Objective: To evaluate the causes, clinical presentation, diagnosis, operative management, postoperative care, and outcome in infants with intestinal atresia.
Design: Retrospective case series.
Setting: Pediatric tertiary care teaching hospital.
Patients: A population-based sample of 277 neonates with intestinal atresia and stenosis treated from July 1, 1972, through April 30, 1997. The level of obstruction was duodenal in 138 infants, jejunoileal in 128, and colonic in 21. Of the 277 neonates, 10 had obstruction in more than 1 site. Duodenal atresia was associated with prematurity (46%), maternal polyhydramnios (33%), Down syndrome (24%), annular pancreas (33%), and malrotation (28%). Jejunoileal atresia was associated with intrauterine volvulus, (27%), gastroschisis (16%), and meconium ileus (11.7%).
Interventions: Patients with duodenal obstruction were treated by duodenoduodenostomy in 119 (86%), of 138 patients duodenotomy with web excision in 9 (7%), and duodenojejunostomy in 7 (5%) A duodenostomy tube was placed in 3 critically ill neonates. Patients with jejunoileal atresia were treated with resection in 97 (76%) of 128 patients (anastomosis, 45 [46%]; tapering enteroplasty, 23 [24%]; or temporary ostomy, 29 [30%]), ostomy alone in 25 (20%), web excision in 5 (4%), and the Bianchi procedure in 1 (0.8%). Patients with colon atresia were managed with initial ostomy and delayed anastomosis in 18 (86%) of 21 patients and resection with primary anastomosis in 3 (14%). Short-bowel syndrome was noted in 32 neonates.
Main outcome measures: Morbidity and early and late mortality.

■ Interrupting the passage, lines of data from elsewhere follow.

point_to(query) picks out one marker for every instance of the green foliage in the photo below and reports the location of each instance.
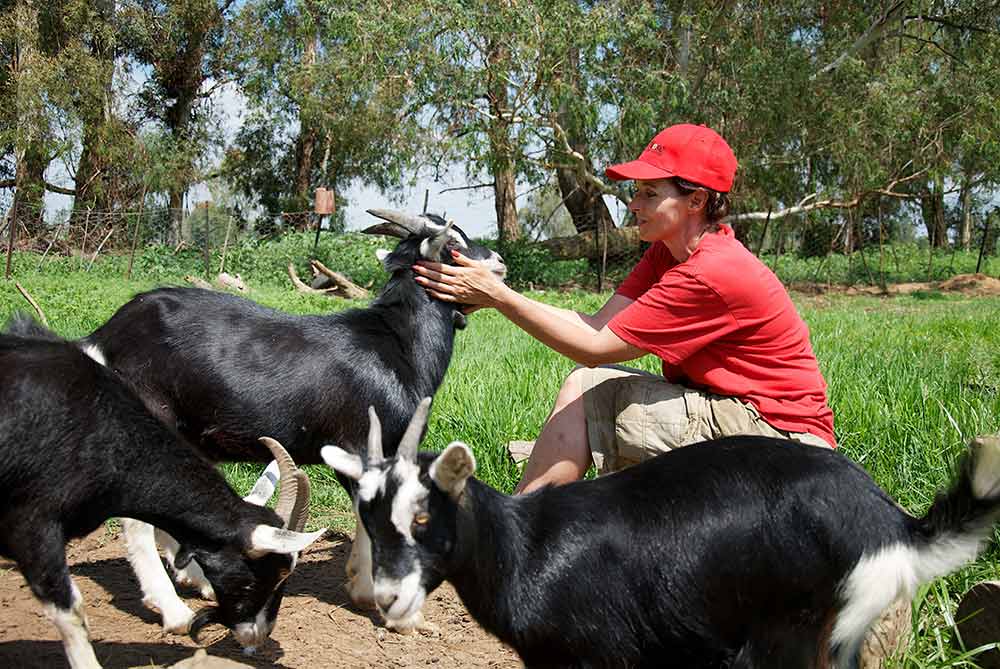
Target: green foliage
(531, 265)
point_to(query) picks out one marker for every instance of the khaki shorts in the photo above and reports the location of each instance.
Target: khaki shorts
(633, 415)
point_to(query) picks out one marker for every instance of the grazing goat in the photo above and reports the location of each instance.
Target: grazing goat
(738, 552)
(225, 370)
(78, 447)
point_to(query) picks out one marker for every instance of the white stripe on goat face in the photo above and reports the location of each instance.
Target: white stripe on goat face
(409, 498)
(372, 482)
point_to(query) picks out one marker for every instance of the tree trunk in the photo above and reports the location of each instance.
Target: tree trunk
(504, 177)
(30, 193)
(582, 200)
(965, 232)
(92, 181)
(584, 203)
(932, 208)
(504, 199)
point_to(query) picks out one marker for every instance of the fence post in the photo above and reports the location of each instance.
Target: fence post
(225, 244)
(135, 236)
(207, 251)
(11, 231)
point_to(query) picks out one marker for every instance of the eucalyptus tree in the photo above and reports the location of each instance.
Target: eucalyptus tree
(327, 90)
(182, 46)
(33, 130)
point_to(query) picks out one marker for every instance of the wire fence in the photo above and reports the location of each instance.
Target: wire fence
(800, 250)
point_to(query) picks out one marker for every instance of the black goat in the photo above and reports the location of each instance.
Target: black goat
(225, 370)
(739, 552)
(78, 447)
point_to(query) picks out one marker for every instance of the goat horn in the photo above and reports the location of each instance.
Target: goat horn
(300, 511)
(438, 241)
(411, 438)
(288, 495)
(413, 225)
(374, 438)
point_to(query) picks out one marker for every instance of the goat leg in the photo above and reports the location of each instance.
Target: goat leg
(157, 589)
(191, 575)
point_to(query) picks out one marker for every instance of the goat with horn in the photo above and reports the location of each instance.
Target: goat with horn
(77, 447)
(224, 370)
(745, 551)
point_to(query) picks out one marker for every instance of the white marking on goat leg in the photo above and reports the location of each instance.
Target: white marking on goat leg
(896, 570)
(409, 497)
(360, 586)
(157, 589)
(94, 352)
(75, 633)
(191, 575)
(251, 635)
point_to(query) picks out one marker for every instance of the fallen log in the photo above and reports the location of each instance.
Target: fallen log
(342, 285)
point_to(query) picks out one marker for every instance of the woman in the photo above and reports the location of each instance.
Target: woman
(736, 356)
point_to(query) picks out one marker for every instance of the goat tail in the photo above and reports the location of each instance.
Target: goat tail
(950, 534)
(960, 521)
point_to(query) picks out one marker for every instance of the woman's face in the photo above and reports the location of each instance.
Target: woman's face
(660, 210)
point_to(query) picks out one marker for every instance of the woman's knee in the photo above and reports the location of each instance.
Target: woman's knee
(572, 388)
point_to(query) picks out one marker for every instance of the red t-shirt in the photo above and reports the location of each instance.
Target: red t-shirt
(721, 321)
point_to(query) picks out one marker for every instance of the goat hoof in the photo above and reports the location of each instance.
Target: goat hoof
(416, 624)
(178, 622)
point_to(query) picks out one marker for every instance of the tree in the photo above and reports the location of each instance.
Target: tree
(183, 44)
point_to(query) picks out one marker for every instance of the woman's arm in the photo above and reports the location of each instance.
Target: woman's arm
(584, 339)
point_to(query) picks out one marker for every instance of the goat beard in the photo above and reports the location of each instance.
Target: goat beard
(207, 616)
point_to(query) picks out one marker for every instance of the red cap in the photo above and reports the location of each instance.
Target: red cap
(692, 152)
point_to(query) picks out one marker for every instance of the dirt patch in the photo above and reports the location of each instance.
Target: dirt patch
(317, 626)
(965, 284)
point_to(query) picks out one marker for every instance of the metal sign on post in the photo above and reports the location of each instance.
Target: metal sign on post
(323, 205)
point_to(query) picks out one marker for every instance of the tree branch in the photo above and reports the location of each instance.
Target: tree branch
(873, 32)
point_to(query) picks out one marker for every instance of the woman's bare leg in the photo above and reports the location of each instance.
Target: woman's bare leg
(561, 453)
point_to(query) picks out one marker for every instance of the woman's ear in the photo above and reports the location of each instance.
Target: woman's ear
(698, 200)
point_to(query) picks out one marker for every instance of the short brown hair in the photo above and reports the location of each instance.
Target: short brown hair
(718, 203)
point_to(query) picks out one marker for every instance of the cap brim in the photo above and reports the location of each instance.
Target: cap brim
(636, 169)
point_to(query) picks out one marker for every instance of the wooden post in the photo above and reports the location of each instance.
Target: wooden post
(135, 236)
(11, 231)
(208, 253)
(225, 244)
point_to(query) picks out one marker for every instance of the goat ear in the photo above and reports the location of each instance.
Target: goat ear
(269, 539)
(452, 469)
(342, 462)
(183, 557)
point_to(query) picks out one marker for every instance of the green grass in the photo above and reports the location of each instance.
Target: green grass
(911, 380)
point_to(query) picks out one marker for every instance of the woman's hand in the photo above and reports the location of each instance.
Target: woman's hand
(467, 282)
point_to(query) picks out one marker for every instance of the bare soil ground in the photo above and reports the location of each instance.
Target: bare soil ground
(317, 626)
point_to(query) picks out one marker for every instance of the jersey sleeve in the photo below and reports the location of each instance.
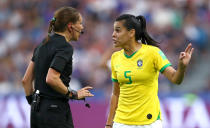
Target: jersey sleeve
(61, 58)
(114, 75)
(161, 61)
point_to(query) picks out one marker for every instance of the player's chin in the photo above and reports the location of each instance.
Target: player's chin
(116, 45)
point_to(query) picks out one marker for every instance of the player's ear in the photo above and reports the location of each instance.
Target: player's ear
(69, 27)
(132, 33)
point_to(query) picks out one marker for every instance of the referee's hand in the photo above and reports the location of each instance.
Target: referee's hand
(84, 92)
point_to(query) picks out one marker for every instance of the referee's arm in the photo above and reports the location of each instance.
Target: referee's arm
(28, 78)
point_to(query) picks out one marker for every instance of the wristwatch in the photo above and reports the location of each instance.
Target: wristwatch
(73, 93)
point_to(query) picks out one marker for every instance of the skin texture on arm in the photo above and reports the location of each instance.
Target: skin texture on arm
(53, 79)
(113, 104)
(28, 78)
(177, 76)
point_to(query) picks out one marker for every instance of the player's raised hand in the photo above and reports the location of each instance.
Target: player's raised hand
(84, 92)
(185, 57)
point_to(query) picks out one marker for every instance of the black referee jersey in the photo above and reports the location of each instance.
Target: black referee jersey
(56, 54)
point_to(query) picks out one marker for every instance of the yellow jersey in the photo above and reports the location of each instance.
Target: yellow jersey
(137, 76)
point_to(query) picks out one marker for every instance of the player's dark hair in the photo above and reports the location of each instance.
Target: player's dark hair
(61, 18)
(139, 25)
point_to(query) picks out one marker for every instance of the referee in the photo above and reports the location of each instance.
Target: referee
(50, 68)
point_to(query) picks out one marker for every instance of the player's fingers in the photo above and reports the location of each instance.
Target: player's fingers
(188, 48)
(87, 88)
(191, 51)
(182, 55)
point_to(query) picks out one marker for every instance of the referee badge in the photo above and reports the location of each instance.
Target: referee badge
(139, 63)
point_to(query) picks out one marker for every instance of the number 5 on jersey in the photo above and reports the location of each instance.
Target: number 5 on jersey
(126, 74)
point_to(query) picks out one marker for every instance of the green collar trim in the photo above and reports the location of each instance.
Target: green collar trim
(164, 67)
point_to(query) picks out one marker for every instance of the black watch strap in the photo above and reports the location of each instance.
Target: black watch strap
(67, 94)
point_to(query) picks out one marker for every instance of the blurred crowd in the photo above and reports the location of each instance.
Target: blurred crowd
(24, 23)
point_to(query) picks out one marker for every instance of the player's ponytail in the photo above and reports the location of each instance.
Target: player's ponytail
(144, 36)
(139, 24)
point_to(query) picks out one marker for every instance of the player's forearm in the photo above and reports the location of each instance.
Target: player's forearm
(113, 107)
(179, 75)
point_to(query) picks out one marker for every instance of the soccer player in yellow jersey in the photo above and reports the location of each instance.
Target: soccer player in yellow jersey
(135, 71)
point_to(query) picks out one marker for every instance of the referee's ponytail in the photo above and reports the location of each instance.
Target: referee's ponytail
(139, 24)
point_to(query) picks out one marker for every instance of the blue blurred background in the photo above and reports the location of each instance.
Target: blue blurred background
(173, 23)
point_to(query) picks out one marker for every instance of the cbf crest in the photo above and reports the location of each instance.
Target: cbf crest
(139, 63)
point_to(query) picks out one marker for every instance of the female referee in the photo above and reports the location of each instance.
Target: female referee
(135, 71)
(50, 68)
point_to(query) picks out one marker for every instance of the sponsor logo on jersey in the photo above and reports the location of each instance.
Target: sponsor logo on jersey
(139, 63)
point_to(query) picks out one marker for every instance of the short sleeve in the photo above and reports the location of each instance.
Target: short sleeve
(161, 61)
(61, 58)
(114, 75)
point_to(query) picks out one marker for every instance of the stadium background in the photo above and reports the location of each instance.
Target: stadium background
(174, 23)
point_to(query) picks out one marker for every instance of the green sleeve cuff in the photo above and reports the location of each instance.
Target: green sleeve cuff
(114, 80)
(164, 67)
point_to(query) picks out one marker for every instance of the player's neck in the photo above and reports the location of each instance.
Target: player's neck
(65, 34)
(133, 47)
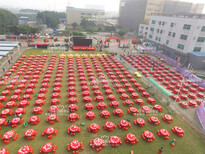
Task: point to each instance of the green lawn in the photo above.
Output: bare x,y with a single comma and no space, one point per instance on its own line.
188,144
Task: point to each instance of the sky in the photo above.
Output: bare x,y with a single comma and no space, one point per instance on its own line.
60,5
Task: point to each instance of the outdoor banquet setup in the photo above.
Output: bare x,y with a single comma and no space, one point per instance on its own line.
95,87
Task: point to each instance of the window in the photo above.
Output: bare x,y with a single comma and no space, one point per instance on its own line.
183,37
197,49
201,39
180,46
203,29
153,21
187,27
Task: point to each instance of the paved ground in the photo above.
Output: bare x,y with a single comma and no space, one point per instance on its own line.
189,116
4,61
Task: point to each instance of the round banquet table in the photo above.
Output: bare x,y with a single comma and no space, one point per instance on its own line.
30,133
25,150
49,130
8,135
75,144
47,147
148,135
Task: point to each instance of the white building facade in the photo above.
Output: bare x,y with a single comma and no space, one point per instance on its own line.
143,31
184,33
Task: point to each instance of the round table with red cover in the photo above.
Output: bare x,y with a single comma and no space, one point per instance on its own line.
39,102
25,150
94,128
124,124
72,117
26,97
131,139
2,121
164,133
184,105
49,131
30,134
105,114
139,101
101,105
87,99
52,118
10,104
48,148
4,113
90,115
3,99
154,120
99,98
178,130
118,112
73,129
151,100
74,146
128,103
148,136
23,103
16,121
8,135
97,144
124,96
34,120
139,122
37,110
132,111
134,95
88,106
157,107
73,108
109,126
145,109
4,151
115,141
72,100
53,109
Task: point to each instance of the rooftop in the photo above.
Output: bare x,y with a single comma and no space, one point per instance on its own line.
198,53
83,9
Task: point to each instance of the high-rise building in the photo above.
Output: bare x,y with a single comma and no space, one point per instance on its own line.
75,15
177,35
134,12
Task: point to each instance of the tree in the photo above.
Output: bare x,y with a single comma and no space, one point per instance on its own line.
74,25
122,32
7,19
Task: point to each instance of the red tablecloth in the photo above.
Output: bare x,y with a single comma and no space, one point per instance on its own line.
75,144
47,147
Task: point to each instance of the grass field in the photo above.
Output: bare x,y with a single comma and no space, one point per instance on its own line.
189,144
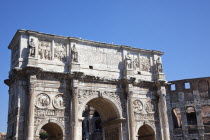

Results: Operative mortality for neonates with duodenal atresia was 4%, with jejunoileal atresia, 0.8%, and with colonic atresia, 0%. The long-term survival rate for children with duodenal atresia was 86%; with jejunoileal atresia, 84%; and with colon atresia, 100%. The Bianchi procedure (1 patient, 0.8%) and growth hormone, glutamine, and modified diet (4 patients, 1%) reduced total parenteral nutrition dependence.
Conclusions: Cardiac anomalies (with duodenal atresia) and ultrashort-bowel syndrome (<40 cm) requiring long-term total parenteral nutrition, which can be complicated by liver disease (with jejunoileal atresia), are the major causes of morbidity and mortality in these patients. Use of growth factors to enhance adaptation and advances in small bowel transplantation may improve long-term outcomes.